S.A. v. E.J.P.

Decision Date14 November 1990
Citation571 So.2d 1187
PartiesS.A. v. E.J.P. and R.L.P. Civ. 7598.
CourtAlabama Court of Civil Appeals

Allen Millican, Gadsden, for appellant.

James E. Turnbach of Pruett, Turnbach & Warren, Gadsden, for appellees.

L. CHARLES WRIGHT, Retired Appellate Judge.

S.A. (father) appeals from a decree of adoption entered by the Etowah County Juvenile Court. The child, R.N., is the illegitimate daughter of S.A. and K.P. (mother).

The mother and father, residents of Oklahoma, began a relationship in 1986. The father was age fifteen; the mother was age seventeen. The mother conceived and bore a daughter in 1987. The relationship ended when the father learned of the mother's pregnancy. The father gave no support or assistance. Marriage was never discussed, but the father suggested placing the child for adoption. After the birth the father did not visit the hospital and refused to acknowledge paternity so that he could be listed as the father on the birth certificate.

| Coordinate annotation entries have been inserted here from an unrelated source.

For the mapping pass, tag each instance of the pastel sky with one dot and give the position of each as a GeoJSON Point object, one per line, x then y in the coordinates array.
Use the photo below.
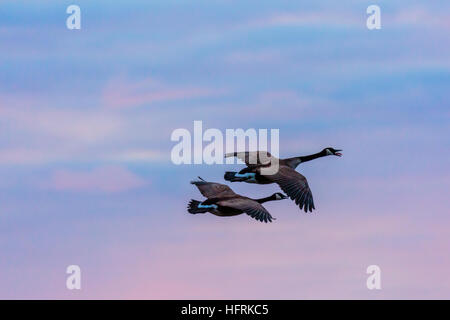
{"type": "Point", "coordinates": [86, 177]}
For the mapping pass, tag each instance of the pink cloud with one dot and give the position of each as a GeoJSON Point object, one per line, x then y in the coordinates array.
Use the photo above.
{"type": "Point", "coordinates": [122, 93]}
{"type": "Point", "coordinates": [104, 179]}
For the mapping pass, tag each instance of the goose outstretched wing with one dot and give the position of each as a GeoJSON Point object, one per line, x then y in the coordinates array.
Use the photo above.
{"type": "Point", "coordinates": [295, 186]}
{"type": "Point", "coordinates": [252, 158]}
{"type": "Point", "coordinates": [250, 207]}
{"type": "Point", "coordinates": [212, 189]}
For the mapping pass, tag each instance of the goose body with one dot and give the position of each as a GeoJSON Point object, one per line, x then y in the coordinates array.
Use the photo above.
{"type": "Point", "coordinates": [224, 202]}
{"type": "Point", "coordinates": [290, 181]}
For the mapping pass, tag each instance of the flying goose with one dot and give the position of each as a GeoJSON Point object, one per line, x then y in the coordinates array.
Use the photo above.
{"type": "Point", "coordinates": [222, 201]}
{"type": "Point", "coordinates": [290, 181]}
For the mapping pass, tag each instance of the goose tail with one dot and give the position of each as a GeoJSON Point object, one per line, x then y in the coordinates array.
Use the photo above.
{"type": "Point", "coordinates": [231, 176]}
{"type": "Point", "coordinates": [193, 207]}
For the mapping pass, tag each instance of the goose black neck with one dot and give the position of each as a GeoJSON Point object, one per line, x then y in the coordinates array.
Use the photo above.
{"type": "Point", "coordinates": [262, 200]}
{"type": "Point", "coordinates": [313, 156]}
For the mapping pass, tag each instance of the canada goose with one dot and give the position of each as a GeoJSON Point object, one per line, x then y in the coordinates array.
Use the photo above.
{"type": "Point", "coordinates": [290, 181]}
{"type": "Point", "coordinates": [223, 202]}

The child lived with the mother and the maternal grandmother for the first five to eight months of her life. The father and the paternal grandmother occasionally visited the child during this time. The paternal grandmother periodically contributed diapers for the child's use. The father made no contributions. When the child was approximately eight months old, the mother determined that she was unable to care for the child. She took the child to the paternal grandmother's home, where the father resided. After caring for the child for approximately one month, the paternal grandmother requested to have full custody of the child. The maternal grandmother would not consent to this request. With the consent of the paternal grandmother, the maternal grandmother took the child from the paternal grandmother's home. The maternal grandmother then made arrangements for her sister and her brother-in-law--E.J.P. and R.L.P. (great-aunt and great-uncle)--to care for the child. The great-aunt and great-uncle live in Etowah County, Alabama and are the appellees in this action.

In October 1987, shortly after the child arrived in Alabama, the great-aunt and great-uncle filed a petition for temporary custody of the child. The trial court granted the petition. It is not clear whether the father was legally served in the custody proceeding. It is without dispute that the father had actual notice of the custody order and took no action to have it set aside.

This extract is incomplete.